Labelling opposition to genocide as antisemitic is antisemitic. It is tantamount to saying all Jewish people support genocide and thus, that disdain for one implies disdain for the other. And I can hardly imagine a more antisemitic sentiment than that.
@aral sadly, Israel has gotten away with pushing that line for near 2 years now.
It's strange that this is not put to the Israeli propagandists on TV every time they call it antisemitic
@aral Never again. Anywhere. To anyone.
@DavidBruchmann @aral yes. And the to anyone is an important addition.
@DavidBruchmann @aral indeed :-(
@aral The Government of Israhell behaves like fascists and antisemites.
This by Brit anti-zionist campaigner Tony Greenstein is pertinent in that regard:
“Anti-Semites Love the IHRA ‘definition’ of Anti-Semitism’ Because It Has Nothing to do With Anti-Semitism & Everything to do with Supporting Israel & Zionism”

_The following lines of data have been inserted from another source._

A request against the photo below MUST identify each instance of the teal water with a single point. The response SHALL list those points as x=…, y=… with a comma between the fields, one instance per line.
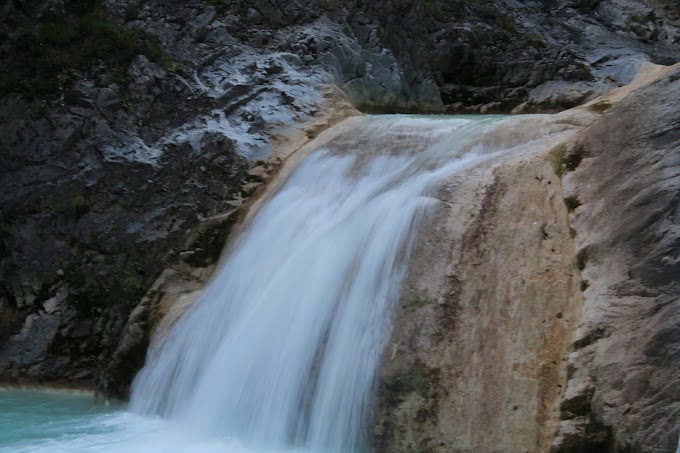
x=34, y=421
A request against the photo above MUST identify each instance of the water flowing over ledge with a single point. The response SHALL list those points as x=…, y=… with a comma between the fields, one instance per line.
x=281, y=351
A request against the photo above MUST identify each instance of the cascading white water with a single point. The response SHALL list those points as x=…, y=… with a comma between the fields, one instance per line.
x=282, y=348
x=281, y=351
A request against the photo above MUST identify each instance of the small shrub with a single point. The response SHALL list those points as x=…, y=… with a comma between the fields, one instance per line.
x=49, y=53
x=78, y=206
x=418, y=378
x=582, y=259
x=556, y=158
x=564, y=161
x=435, y=11
x=641, y=18
x=600, y=107
x=572, y=202
x=536, y=40
x=506, y=23
x=572, y=160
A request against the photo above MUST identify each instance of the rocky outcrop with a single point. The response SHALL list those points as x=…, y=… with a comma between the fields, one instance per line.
x=127, y=127
x=477, y=360
x=625, y=357
x=541, y=309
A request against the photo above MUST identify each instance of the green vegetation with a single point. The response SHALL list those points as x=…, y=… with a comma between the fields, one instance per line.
x=121, y=285
x=420, y=301
x=642, y=18
x=507, y=24
x=329, y=5
x=5, y=232
x=572, y=202
x=564, y=161
x=418, y=378
x=600, y=107
x=435, y=10
x=78, y=206
x=48, y=54
x=582, y=259
x=536, y=40
x=210, y=241
x=572, y=160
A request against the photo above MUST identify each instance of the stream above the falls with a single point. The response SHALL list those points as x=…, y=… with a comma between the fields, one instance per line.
x=281, y=351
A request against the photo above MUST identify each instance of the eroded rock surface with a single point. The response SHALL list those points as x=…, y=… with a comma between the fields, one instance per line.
x=625, y=360
x=541, y=308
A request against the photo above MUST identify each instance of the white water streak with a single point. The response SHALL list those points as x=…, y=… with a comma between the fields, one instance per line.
x=282, y=349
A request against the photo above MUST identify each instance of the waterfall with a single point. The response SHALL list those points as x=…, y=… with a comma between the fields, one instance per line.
x=282, y=349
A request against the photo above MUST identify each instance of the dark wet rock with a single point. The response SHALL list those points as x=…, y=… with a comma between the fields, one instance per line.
x=103, y=177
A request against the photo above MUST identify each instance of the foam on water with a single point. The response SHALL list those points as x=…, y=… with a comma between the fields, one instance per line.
x=280, y=352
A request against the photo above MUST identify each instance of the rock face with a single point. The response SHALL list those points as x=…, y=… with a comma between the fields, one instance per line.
x=624, y=366
x=551, y=323
x=477, y=360
x=130, y=131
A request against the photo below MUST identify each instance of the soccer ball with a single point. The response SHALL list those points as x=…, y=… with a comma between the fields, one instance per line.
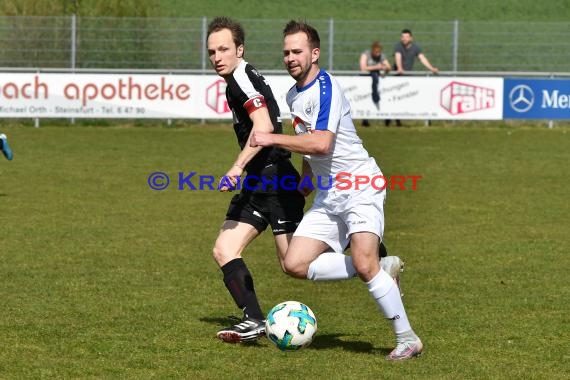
x=291, y=325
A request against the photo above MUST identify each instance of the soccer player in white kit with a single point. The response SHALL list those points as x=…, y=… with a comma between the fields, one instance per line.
x=350, y=210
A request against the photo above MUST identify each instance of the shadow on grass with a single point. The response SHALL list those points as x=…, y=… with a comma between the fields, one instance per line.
x=321, y=342
x=329, y=341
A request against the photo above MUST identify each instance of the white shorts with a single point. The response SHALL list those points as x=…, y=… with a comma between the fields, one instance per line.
x=335, y=221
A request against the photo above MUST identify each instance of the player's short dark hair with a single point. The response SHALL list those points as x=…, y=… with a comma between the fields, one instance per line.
x=294, y=26
x=219, y=23
x=376, y=45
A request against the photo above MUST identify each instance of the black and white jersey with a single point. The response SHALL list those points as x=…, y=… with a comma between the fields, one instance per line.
x=246, y=91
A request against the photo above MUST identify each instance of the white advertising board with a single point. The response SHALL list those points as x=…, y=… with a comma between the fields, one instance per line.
x=79, y=95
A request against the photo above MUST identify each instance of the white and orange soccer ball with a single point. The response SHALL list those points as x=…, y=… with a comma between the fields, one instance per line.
x=291, y=325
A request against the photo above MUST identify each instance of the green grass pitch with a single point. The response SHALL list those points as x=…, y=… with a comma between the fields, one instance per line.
x=102, y=277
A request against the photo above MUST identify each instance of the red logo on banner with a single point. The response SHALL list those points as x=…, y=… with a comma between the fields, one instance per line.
x=458, y=98
x=216, y=97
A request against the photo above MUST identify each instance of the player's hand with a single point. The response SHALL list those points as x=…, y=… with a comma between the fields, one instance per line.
x=260, y=139
x=230, y=180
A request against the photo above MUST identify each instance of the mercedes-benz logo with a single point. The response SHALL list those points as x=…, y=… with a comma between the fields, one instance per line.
x=521, y=98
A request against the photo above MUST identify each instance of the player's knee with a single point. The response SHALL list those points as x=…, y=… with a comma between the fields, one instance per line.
x=221, y=256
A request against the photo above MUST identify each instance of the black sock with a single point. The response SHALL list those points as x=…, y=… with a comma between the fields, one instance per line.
x=240, y=285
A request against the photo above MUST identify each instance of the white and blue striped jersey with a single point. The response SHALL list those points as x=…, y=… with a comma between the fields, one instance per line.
x=322, y=105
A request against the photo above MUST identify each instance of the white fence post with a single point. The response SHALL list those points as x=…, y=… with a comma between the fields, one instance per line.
x=73, y=48
x=455, y=44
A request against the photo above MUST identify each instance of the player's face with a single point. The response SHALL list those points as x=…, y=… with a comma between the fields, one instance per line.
x=225, y=56
x=299, y=57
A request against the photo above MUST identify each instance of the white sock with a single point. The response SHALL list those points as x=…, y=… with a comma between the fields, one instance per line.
x=331, y=266
x=387, y=295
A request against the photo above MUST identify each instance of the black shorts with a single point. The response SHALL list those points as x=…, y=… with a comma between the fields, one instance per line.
x=283, y=211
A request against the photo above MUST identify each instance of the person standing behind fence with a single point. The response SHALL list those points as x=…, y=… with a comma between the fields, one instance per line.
x=375, y=62
x=5, y=147
x=405, y=53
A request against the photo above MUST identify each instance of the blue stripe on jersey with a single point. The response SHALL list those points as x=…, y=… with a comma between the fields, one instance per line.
x=325, y=91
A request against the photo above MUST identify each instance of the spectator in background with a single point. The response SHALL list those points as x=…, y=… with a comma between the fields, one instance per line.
x=405, y=53
x=375, y=62
x=5, y=147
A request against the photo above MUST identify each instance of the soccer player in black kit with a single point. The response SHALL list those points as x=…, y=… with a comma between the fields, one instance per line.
x=260, y=203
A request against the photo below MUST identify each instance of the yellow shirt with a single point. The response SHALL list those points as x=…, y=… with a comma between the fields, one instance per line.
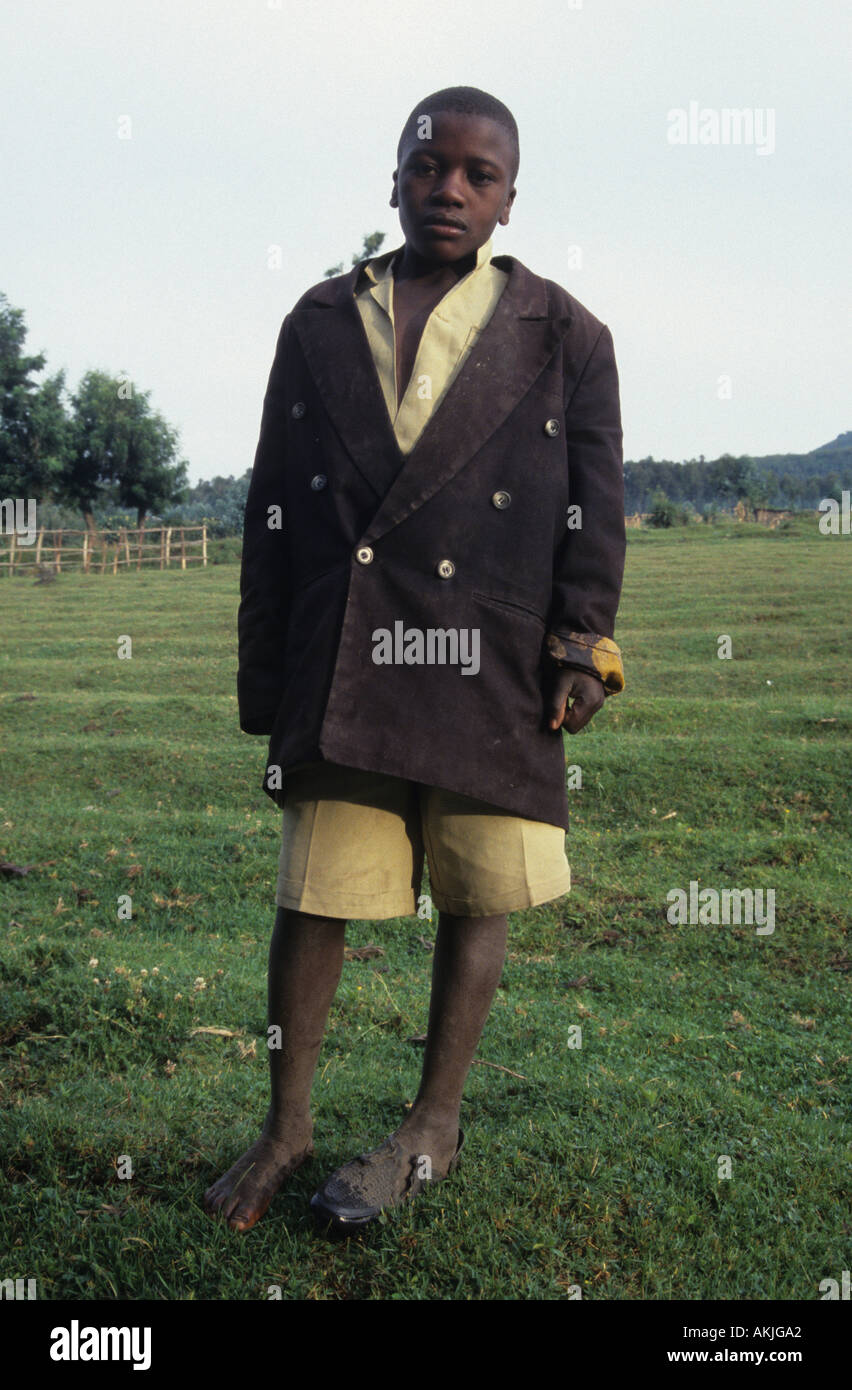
x=451, y=331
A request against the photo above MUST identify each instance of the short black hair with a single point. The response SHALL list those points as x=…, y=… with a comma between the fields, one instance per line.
x=466, y=102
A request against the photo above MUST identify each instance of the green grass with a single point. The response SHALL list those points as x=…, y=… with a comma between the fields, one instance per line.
x=595, y=1166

https://azvsas.blogspot.com/2025/05/anti-semites-love-ihra-definition-of.html?m=1
@aral Both Christians and Jews relegate the privilege of defining their people to themselves alone solely so they can abuse their definitions in obvious and catastrophically evil ways. If Netanyahu is a Jew then there is no such thing as a Jew.
@aral my thoughts exactly
@aral I keep returning to the complex history between Ireland and the UK wrt the conflict in Palestine & Israel.
For instance, a lot of the conflict is framed on Catholic vs Protestant lines Any deeper investigation of the subject paints it as superficial.
The Popes financing of William of Orange:
https://www.belfasttelegraph.co.uk/news/northern-ireland/painting-of-pope-blessing-king-billy-shunned-in-shame-but-now-sdlp-man-wants-it-to-take-pride-of-place-up-on-hill/34556822.html
Prominent Protestant Irish nationalists:
https://en.wikipedia.org/wiki/Protestant_Irish_nationalists
The importance of Quakers for famine relief:
https://quakersintheworld.org.uk/quakers-in-action/316
Always decouple religion from politics
@indieterminacy @aral similar dichotomy with Stuart supporters in the late 17th and early 18th centuries. Repeated modern attempts try to give the period a religious overtone, but contemporary documents completely fail to support it.
There was no practical resistance to the reformation when it happened in 1560 and much less 150 years later.
Nevertheless history shows the British authorities always tried use religion to create division eg India, Ireland, Scotland.
@peterbrown I look forward to understanding Stuart era.
My favourite English monarch is Elizabeth I.
She managed to find a narrow pathway whereby she managed to steer the country from the extremes of her siblings' fundamentalist and violent assertions of royal prerogative regarding state religion.
My second is Elizabeth II (Elizabeth I for any Scots reading!).
Her diplomacy in Ireland following the assassination of Mountbatten and Brighton bombings was exemplary and a benchmark for ME.
@aral it's ironic how often the only answer to oppression is to become the oppressor.
@aral I'd also say that Zionism ideology is antisemitic... Jewish people should feel safe as should any other marginalized identity around the world, not shipped off to a particular country to be accepted and start the cycle over...
@LeatherCubAndrew Yeah, at its very roots. The reason European countries supported the idea was because they were antisemites who wanted Jewish people out of their countries and sent elsewhere.
“Theodor Herzl himself appealed to European leaders that Zionism would resolve the ‘Jewish Question’ by sending Jews elsewhere.”